Mayor Bob Foster served two terms as the leader of the city. Photo by Brian Addison.
Mayor Bob Foster served two terms as the leader of the city. Photo by Brian Addison.

When the new Long Beach City Hall opens this Summer, its council chambers will don a name from the city’s political past: former Mayor Bob Foster.

The new home of City Council meetings will be called the Bob Foster Civic Chamber thanks to the council’s unanimous vote approving the decision Tuesday.

The item was initially proposed earlier this year by Councilwoman Jeannine Pearce and was referred to the city’s Housing and Neighborhoods Committee for consideration in March. Before last night’s vote, Councilman Dee Andrews, chair of the committee, read a prepared statement praising Foster for his work.

New civic center council chambers could be named after former Mayor Bob Foster

“Bob is the reason why we’re having our civic center being constructed next door,” Andrews said. “He led the city of Long Beach through the darkest days of the great recession. He’s been a friend of mine, a mentor, and my mayor. In short, Bob holds a space in my heart and in my esteem.”

Putting Foster’s name on the new council chambers couldn’t have happened without another Downtown property being named after his predecessor, Beverly O’Neill.

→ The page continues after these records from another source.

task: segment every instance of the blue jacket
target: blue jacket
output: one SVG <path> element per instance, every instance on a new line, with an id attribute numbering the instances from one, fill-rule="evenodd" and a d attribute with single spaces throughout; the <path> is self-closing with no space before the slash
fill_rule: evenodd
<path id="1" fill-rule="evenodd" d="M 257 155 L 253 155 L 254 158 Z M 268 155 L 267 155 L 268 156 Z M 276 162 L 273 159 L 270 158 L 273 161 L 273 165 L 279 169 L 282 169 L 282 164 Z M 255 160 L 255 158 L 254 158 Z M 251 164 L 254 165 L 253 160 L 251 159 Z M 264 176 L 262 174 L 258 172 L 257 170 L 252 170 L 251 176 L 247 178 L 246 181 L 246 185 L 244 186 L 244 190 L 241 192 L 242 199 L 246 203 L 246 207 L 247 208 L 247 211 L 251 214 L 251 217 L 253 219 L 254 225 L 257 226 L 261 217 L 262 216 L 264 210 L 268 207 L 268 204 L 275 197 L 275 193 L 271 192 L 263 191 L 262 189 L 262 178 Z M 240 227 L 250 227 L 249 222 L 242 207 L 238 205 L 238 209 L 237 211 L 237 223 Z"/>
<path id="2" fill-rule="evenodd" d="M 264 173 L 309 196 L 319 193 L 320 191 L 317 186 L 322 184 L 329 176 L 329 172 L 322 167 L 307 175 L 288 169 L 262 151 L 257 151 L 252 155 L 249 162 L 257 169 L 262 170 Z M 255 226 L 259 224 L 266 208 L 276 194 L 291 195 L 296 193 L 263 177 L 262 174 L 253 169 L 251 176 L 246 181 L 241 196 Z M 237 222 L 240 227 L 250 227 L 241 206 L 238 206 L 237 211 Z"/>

The City Council voted in 2015 to exercise a seldom-used provision in city policy regarding naming buildings after living people to put O’Neill’s name on the Center Theatre. That vote paved the way for Foster’s name to be placed at the soon-to-be-completed civic center, something Foster has been heralded for helping initiate before leaving office in 2014.

While the vote to approve the public-private-partnership deal to construct the new civic center wasn’t taken until December 2015, the process was well underway while Foster was in office.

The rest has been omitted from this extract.